Jak to bywa w przypadku Igi Świątek, wiele było ciekawych wypowiedzi, jasno wskazujących na to, jaki był to turniej dla Polki. A był z pewnością szczególny i historyczny. Świątek jako pierwsza tenisistka w dziejach polskiego singla (wliczając w to również męską rywalizację) sięgnęła po tytuł w legendarnym Wimbledonie.
Wimbledon: Iga Świątek o Wielkim Szlemie i… medalu olimpijskim
Polka po ekspresowym zwycięstwie nad Amerykanką Amandą Anisimovą, udzieliła wielu wywiadów. Ostatecznie jednak zgodnie z tradycją, Świątek pojawiła się na wyczekiwanej, mistrzowskiej konferencji prasowej. W Londynie Polka odpowiadała zarówno dziennikarzom zagranicznym, jak i w drugiej części spotkania, tylko polskim przedstawicielom mediów.
Podczas „polskiej części” konferencji Polka została zapytana o nieformalny ranking zwycięstw w turniejach wielkoszlemowych, które z nich smakowało najlepiej. Odpowiedź była zaskakująca, bo skwitowała ważnym wyznaniem dotyczącym… turnieju olimpijskiego.

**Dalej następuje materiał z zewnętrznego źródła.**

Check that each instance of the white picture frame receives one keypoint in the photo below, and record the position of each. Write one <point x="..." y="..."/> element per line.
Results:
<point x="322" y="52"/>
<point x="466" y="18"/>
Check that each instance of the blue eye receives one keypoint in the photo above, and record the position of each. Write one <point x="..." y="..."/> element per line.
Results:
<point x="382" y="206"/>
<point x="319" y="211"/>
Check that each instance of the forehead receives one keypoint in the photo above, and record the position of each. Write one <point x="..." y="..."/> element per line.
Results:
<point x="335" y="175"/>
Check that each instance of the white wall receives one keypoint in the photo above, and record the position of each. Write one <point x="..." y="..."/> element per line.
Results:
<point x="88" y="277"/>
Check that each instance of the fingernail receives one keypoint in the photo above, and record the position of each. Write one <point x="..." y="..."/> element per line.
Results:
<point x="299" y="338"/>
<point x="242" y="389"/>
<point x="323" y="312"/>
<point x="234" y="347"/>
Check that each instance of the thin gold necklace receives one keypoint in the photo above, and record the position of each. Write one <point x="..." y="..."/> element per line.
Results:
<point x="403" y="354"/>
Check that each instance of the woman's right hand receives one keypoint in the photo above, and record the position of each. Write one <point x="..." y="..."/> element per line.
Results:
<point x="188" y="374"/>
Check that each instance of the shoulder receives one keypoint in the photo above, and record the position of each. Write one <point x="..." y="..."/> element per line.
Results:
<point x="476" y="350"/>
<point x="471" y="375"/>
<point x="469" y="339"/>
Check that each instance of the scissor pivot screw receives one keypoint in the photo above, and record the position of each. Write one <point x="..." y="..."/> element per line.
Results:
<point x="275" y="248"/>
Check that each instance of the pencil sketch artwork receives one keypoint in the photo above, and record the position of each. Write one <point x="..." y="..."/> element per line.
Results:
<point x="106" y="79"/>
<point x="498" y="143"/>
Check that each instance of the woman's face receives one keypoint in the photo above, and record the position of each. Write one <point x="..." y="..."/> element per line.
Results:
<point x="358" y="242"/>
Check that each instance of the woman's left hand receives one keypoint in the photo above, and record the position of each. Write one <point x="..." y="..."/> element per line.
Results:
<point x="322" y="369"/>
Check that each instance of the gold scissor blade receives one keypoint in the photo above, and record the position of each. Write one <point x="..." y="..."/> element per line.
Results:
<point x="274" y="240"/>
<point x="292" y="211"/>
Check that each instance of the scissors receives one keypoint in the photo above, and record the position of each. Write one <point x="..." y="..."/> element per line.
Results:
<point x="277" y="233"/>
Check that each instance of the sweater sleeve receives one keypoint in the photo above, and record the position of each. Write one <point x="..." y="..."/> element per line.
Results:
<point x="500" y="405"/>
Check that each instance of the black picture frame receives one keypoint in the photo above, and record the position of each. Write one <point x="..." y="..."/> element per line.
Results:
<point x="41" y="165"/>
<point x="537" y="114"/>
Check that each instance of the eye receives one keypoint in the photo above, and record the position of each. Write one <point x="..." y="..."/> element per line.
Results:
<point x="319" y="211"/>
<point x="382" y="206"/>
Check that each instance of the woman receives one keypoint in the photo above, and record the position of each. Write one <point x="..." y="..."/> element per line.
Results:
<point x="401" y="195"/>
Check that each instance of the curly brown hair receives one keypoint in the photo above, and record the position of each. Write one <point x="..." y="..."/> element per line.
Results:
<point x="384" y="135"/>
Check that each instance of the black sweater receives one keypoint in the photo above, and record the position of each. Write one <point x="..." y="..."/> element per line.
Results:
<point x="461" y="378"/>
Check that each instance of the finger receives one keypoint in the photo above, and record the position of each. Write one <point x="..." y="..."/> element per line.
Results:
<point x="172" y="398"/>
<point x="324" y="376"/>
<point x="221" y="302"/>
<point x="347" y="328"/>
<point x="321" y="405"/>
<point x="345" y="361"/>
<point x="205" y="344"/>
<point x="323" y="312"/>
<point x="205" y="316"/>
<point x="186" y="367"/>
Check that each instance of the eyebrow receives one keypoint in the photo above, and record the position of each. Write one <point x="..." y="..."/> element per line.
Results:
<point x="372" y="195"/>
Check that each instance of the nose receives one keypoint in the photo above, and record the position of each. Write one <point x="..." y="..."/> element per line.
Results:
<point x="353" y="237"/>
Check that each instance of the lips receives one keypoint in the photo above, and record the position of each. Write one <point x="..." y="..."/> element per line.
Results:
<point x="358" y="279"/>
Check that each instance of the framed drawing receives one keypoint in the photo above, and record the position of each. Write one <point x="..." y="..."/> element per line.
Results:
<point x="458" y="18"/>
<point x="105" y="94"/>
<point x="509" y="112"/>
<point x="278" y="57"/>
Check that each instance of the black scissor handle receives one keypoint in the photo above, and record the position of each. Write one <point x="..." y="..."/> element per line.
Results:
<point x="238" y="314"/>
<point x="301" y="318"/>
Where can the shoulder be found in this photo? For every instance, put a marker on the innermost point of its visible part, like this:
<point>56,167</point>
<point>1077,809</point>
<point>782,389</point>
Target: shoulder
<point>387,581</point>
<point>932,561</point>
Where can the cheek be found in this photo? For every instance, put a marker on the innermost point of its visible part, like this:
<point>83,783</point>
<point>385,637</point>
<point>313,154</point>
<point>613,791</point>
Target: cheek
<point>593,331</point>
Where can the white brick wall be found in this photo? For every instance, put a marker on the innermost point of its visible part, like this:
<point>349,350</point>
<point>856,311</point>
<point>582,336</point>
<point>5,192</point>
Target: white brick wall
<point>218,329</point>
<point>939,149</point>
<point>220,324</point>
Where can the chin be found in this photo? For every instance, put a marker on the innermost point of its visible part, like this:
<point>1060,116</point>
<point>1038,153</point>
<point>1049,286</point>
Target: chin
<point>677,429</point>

– Pamiętam US Open, który był dla mnie bardzo trudnym turniejem od początku, gdzie po drodze miałam dużo problemów i niepewności, a wygrałam. Zwycięstwo dało mi bardzo dużo. Tutaj totalnie tego się nie spodziewałam, więc ciężko mi taki ranking zrobić z powodu różnych czynników. Na Roland Garros zawsze są duże oczekiwania. Po zwycięstwie w 2023 roku nie czułam szczęścia, tylko ulgę, bo wszyscy tego mojego triumfu oczekiwali. Rok później cieszyłam się trochę bardziej, udało mi się to docenić, zwłaszcza że prawie odpadłam w drugiej rundzie. Teraz będę potrzebowała trochę czasu, żeby spojrzeć na to z perspektywy, ale jeśli chcecie czegoś ciekawego, to tak… Oddałabym jednego wygranego w dotychczasowej karierze szlema za złoty medal olimpijski – przyznała Świątek podczas oficjalnej konferencji prasowej.
Iga Świątek i jej wszystkie tytuły mistrzowskie
Polka w swojej dotychczasowej karierze sięgnęła łącznie aż po 23. mistrzowskie tytuły na kortach niemal całego świata.

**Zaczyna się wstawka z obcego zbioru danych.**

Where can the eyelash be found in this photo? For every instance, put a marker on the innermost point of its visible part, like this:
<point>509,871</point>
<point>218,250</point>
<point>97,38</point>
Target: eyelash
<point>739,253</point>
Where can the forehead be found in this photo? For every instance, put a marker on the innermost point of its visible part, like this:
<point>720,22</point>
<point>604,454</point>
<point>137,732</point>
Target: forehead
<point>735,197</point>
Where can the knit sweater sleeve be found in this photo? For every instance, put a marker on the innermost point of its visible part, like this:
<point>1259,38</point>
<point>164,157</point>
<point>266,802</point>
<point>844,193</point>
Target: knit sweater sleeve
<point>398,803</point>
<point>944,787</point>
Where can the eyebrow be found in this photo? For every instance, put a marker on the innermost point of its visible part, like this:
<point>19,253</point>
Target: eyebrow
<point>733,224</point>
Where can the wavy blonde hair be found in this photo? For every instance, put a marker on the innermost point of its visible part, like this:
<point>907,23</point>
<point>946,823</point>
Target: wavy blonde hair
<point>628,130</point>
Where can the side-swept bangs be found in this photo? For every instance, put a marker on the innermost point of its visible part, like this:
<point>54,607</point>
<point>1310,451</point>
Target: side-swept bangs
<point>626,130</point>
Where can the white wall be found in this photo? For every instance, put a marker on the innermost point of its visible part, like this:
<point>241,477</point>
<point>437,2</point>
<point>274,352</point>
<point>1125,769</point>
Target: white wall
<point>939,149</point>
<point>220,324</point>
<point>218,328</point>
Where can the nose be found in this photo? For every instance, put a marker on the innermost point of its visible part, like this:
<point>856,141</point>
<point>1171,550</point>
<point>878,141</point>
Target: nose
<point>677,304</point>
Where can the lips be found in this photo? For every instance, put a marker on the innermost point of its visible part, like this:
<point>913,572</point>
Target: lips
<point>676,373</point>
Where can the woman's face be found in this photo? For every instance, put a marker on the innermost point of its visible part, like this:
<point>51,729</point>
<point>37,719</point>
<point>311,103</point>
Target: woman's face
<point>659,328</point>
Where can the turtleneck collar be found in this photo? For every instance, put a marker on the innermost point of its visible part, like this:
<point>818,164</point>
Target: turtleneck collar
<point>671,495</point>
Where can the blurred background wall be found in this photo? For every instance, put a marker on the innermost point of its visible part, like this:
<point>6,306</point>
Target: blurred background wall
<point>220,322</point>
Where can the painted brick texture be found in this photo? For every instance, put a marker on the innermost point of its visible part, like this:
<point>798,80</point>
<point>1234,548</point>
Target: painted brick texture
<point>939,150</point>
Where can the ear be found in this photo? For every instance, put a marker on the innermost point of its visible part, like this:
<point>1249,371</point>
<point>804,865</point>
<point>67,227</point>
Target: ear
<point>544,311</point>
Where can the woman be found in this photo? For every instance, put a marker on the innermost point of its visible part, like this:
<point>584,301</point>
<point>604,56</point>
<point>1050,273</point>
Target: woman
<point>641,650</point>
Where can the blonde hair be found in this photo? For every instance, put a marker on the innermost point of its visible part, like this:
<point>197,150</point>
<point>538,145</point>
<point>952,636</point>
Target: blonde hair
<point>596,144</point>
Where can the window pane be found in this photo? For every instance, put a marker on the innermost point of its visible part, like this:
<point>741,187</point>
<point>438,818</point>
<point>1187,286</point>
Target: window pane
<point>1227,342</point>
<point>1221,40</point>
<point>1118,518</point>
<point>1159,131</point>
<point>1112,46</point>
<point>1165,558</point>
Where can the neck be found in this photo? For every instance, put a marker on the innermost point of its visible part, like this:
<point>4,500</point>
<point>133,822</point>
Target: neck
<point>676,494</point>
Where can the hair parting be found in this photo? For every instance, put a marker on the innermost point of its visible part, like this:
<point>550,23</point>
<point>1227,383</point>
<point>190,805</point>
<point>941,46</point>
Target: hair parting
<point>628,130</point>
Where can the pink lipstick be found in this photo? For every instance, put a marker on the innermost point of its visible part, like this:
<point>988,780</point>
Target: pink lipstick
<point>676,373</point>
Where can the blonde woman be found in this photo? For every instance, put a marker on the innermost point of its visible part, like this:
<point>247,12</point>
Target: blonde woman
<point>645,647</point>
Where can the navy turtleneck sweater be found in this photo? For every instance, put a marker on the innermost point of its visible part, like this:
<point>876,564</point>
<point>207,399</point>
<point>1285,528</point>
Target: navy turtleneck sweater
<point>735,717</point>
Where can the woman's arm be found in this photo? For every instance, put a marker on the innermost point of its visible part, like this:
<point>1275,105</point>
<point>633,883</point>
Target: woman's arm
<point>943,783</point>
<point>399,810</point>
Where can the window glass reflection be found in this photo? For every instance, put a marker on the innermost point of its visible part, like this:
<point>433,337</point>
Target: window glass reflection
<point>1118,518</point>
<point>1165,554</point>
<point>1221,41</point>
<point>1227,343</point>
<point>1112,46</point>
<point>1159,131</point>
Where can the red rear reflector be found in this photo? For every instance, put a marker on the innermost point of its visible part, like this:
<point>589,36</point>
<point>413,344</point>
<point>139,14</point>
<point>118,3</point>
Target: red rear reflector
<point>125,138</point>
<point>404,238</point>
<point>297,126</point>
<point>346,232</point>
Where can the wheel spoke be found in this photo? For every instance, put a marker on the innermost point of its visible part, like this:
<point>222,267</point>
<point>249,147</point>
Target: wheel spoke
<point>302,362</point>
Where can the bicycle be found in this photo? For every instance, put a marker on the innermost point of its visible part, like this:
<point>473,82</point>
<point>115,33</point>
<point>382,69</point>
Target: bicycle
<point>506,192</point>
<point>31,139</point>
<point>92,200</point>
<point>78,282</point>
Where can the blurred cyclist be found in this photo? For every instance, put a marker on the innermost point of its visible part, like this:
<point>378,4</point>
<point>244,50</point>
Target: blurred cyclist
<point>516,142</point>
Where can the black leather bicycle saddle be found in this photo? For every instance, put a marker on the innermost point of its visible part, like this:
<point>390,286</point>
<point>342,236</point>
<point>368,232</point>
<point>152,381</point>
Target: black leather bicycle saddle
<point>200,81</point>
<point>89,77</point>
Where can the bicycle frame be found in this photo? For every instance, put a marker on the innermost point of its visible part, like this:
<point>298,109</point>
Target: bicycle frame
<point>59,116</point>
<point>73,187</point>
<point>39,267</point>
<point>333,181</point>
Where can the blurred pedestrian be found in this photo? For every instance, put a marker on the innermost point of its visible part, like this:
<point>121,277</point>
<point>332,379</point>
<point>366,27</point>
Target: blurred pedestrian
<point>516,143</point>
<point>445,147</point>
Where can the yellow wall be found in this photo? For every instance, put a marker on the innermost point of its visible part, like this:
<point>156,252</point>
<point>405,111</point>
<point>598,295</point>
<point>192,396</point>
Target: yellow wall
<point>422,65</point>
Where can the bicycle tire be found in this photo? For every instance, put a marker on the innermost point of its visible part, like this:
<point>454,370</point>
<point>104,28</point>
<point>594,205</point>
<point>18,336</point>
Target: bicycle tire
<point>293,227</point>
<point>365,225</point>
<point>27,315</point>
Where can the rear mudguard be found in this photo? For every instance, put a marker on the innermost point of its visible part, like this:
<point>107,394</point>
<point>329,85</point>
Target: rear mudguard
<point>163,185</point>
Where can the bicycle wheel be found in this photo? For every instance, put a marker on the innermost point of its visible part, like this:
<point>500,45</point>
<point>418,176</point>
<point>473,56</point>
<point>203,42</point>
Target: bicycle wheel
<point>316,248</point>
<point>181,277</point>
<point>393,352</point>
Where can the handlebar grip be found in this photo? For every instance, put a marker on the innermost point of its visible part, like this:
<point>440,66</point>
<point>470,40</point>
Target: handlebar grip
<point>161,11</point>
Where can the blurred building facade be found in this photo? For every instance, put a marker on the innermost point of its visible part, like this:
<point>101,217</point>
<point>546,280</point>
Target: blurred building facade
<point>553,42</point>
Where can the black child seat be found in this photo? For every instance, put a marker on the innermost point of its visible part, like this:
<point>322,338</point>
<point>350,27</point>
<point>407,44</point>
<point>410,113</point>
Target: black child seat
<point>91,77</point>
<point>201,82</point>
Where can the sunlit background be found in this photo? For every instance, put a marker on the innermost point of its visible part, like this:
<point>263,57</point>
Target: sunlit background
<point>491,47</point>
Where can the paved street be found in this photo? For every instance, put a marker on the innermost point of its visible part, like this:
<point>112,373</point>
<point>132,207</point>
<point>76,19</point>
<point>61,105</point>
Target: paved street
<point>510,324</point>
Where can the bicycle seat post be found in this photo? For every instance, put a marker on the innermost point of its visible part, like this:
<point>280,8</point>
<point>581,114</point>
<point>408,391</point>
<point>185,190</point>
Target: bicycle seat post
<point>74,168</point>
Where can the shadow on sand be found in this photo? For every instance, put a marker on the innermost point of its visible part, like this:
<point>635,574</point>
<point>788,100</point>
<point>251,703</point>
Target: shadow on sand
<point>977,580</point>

Świątek triumfowała w sześciu zmaganiach w Wielkim Szlemie, czterokrotnie na kortach Rolanda Garrosa (2020, 2022, 2023 i 2024), raz na US Open (2022) oraz Wimbledonie (2025). Do tego należy dopisać prestiżowy triumf w WTA Finals (2023).
Poza tym, wygrane w turniejach rangi WTA 1000, odpowiednio w: Rzymie (2021, 2022, 2024), Dosze (2022 i 2024), Indian Wells (2022 i 2024), Miami (2022), Pekinie (2023) i Madrycie (2024).
Na liście są również zmagania WTA 500, kolejno: Adelajda (2021), Stuttgart (2022 i 2023), San Diego (2022) i wspomnianej Dosze (2023). Plus polski akcent, WTA 250 w Warszawie (2023).
Po turnieju olimpijskim w Paryżu (2024) do tej listy należy dopisać brązowy medal igrzysk. Pierwszy krążek w historii polskiego olimpizmu wyciągnięty z rywalizacji na kortach tenisowych.